Não tenho uma bola de cristal, mas tal ferramenta não era necessária para prever o óbvio. Eu tinha certeza que esse episódio grotesco digno de republiquetas haitianas iria acontecer em um patético Brasil. O dia chegou e esse dia é, sem dúvidas, o mais enfadonho e desmoralizante da história tupiniquim. É a versao social/política do 1-7 de 2014 com a diferença de que, dessa vez, os sete gols sofridos foram contra.


Desde que o Brasil passou de ser um país criticado por ser despolitizado a ter se transformado num país onde ideologia política passou a angariar números recordes de torcedores tornando políticos seres mais queridos que amigos e familiares, tenho evitado discussões sobre o tema. É mais indicado discutir religião. É o mais saudável a fazer. No único grupo de whatsapp que faço parte, política jamais foi mencionada. Não é uma regra, senão um acordo tácito, de bom senso.


Mas o país tocou o fundo do poço e o fundo cedeu. O país, que sempre chafurdou em excrementos, parece ter começado a consumi-lo como sua única fonte de alimento. Esse novo hábito alimentar me fez abrir espaco em minha agenda para opiniar. E começo dizendo que, caso tivesse votado, não teria votado em nenhum dos dois candidatos que chegaram ao segundo turno. E, caso tivesse votado no segundo turno, provavelmente teria votado no candidato que saiu derrotado e não por considerá-lo o menos horroroso, senão para dar mais tempo a esse governo tentar apresentar o seu projeto para essa bagunça tropical sem ter uma pandemia para atrapalhar e/ou ser usada como desculpa para seus fracassos.
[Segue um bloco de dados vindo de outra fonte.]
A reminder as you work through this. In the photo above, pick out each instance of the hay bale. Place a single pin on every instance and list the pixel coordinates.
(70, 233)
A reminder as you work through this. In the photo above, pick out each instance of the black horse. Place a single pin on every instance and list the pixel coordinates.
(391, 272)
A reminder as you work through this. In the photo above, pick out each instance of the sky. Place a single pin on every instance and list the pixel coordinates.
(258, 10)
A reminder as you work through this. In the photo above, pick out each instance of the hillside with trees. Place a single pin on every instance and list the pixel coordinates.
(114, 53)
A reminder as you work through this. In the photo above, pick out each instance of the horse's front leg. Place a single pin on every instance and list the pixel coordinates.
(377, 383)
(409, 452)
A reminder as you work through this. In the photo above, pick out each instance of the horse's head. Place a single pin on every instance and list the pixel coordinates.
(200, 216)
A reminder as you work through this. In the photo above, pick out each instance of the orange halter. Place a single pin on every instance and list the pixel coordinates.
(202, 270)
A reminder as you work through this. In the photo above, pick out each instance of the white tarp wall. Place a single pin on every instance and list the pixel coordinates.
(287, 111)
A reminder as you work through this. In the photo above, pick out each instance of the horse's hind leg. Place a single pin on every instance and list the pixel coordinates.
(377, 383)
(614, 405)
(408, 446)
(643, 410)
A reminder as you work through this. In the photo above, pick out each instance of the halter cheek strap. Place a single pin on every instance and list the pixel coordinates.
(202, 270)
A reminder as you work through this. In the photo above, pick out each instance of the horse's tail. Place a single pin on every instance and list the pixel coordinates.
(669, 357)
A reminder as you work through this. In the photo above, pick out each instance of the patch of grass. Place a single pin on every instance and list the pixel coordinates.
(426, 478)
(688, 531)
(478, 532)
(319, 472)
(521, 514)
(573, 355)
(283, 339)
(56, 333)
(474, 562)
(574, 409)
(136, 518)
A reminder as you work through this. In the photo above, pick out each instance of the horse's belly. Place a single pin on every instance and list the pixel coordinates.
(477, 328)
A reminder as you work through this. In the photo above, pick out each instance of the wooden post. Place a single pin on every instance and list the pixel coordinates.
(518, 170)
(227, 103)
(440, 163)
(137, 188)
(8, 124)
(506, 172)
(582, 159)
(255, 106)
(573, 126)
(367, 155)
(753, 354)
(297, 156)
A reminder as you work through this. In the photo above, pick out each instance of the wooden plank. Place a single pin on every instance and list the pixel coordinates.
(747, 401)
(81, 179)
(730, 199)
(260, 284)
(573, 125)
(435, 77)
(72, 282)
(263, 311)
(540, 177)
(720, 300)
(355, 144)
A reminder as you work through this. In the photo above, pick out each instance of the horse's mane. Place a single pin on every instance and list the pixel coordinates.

Poucas coisas são originais no Brasil. Desde a decadência da supremacia francesa ditando regras artísticas e sociais mundo afora, os Estados Unidos assumiram essa posição de líder. Desde então, o Brasil passou a copiar todo o lado negativo da cultura americana. Não copiou-se a democracia estável, considerando que no Brasil esta segue em perigo; não copiou-se a meritocracia, o estado enxuto, a livre iniciativa, a liberdade. No Brasil, gozam de um sucesso mais estável os reality shows do que a democracia, melhor dos sistemas políticos, nascido na Grécia antiga, mas consolidado e modernizado em uma nação jovem criada por visionários europeus.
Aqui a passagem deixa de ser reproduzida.